When Modi first entered Parliament as the PM, his first act was replete with accidental symbolism. As he approached the steps of the Central Hall of Parliament, Modi went down on his knees and touched his head to the sacred temple of democracy, in the manner Hindus enter a temple. It was a humble tribute to the voters who put him there and encapsulated a beautiful cross-cultural acknowledgement of universal truths. Here was the personification of Hindutva (Hindu nationalism) paying homage in the most Indian way to Westminster democracy.

That act was symbolic of the exciting potential India has in store if it takes up the torch of righteousness and liberty in the international community.  The most precious values of the Anglosphere are universal in nature.
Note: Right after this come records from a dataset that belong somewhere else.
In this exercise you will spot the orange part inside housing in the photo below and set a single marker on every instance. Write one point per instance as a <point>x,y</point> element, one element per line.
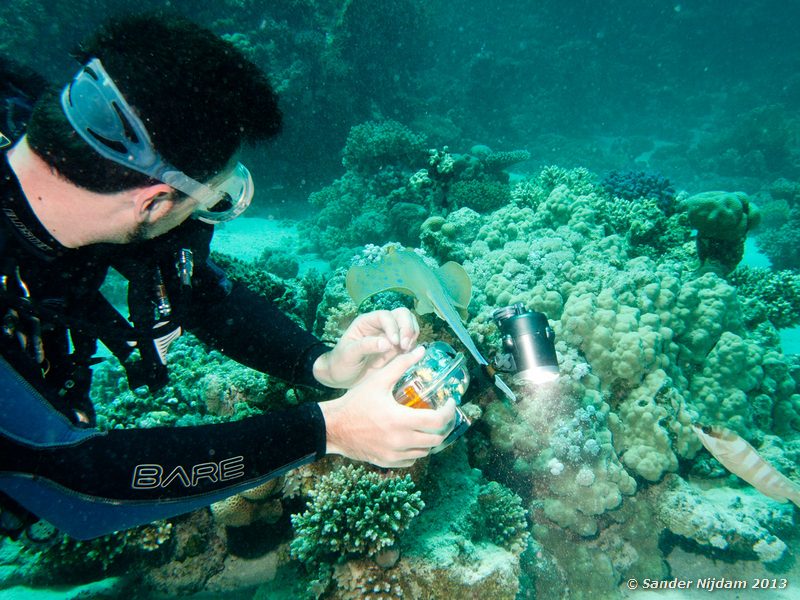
<point>413,399</point>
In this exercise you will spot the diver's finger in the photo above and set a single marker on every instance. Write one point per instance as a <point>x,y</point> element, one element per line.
<point>408,327</point>
<point>389,326</point>
<point>366,346</point>
<point>392,372</point>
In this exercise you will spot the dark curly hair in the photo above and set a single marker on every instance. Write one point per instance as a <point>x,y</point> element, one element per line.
<point>198,96</point>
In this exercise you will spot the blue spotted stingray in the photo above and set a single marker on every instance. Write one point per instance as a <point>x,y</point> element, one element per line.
<point>445,291</point>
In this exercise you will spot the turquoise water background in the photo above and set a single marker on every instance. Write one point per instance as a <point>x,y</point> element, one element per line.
<point>551,148</point>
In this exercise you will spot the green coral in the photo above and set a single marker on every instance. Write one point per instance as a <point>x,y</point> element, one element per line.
<point>722,220</point>
<point>354,511</point>
<point>777,292</point>
<point>374,145</point>
<point>479,195</point>
<point>500,517</point>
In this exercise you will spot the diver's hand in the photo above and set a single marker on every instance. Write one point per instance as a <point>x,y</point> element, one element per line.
<point>372,340</point>
<point>368,424</point>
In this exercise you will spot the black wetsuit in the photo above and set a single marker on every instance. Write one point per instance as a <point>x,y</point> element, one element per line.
<point>116,479</point>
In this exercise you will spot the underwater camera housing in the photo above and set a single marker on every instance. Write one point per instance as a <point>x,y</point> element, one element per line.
<point>529,344</point>
<point>441,374</point>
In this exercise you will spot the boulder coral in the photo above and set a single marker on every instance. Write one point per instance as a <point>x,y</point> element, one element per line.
<point>722,220</point>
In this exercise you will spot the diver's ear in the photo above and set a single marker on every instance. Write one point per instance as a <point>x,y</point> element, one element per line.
<point>153,202</point>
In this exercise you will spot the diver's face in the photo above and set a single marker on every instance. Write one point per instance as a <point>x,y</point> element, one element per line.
<point>181,208</point>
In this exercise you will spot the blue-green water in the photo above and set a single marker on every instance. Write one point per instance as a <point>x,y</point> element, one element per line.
<point>550,148</point>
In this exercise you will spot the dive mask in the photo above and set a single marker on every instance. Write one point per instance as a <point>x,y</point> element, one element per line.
<point>98,111</point>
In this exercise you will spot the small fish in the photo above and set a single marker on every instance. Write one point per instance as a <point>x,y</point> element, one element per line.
<point>744,461</point>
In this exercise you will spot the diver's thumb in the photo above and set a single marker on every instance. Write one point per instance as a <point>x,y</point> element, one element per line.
<point>401,363</point>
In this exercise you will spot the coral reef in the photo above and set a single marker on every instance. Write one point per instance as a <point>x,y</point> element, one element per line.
<point>722,220</point>
<point>774,295</point>
<point>636,185</point>
<point>353,511</point>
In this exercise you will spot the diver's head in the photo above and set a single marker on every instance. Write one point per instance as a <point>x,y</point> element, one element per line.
<point>158,99</point>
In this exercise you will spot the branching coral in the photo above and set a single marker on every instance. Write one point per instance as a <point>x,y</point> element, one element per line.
<point>636,185</point>
<point>354,511</point>
<point>777,292</point>
<point>374,145</point>
<point>500,517</point>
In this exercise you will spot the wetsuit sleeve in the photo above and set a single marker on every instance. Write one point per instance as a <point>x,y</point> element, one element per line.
<point>98,483</point>
<point>256,333</point>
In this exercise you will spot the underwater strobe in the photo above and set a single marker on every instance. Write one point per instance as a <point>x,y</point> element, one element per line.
<point>529,345</point>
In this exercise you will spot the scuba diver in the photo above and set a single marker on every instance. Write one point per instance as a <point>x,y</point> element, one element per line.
<point>129,166</point>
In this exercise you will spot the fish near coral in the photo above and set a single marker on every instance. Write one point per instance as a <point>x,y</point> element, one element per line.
<point>445,291</point>
<point>741,459</point>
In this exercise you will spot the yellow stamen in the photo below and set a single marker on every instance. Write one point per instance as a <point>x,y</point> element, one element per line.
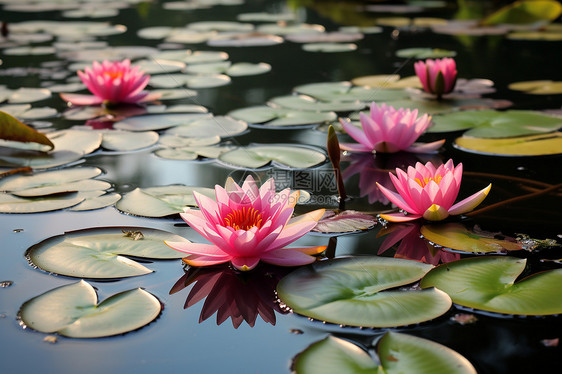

A true statesman like Modi steeped in the Hindu tradition of dharma (righteousness) should quickly find common ground with the Anglosphere and its allies in pursuit of the common values of democracy, religious freedom and liberalism. While liberal values have not been especially prevalent in modern India, they do have deep roots in Indian culture and civilisation, as discussed in Amartya Sen's The Argumentative Indian.

A resurgent, newly confident India can put its unique cultural stamp on the universal values that have been borne by all progressive societies in human history. Perhaps the best way for India to get back at Britain for the Raj would be to remind an ailing Britannia of what Anglosphere values really are, and what she has lost.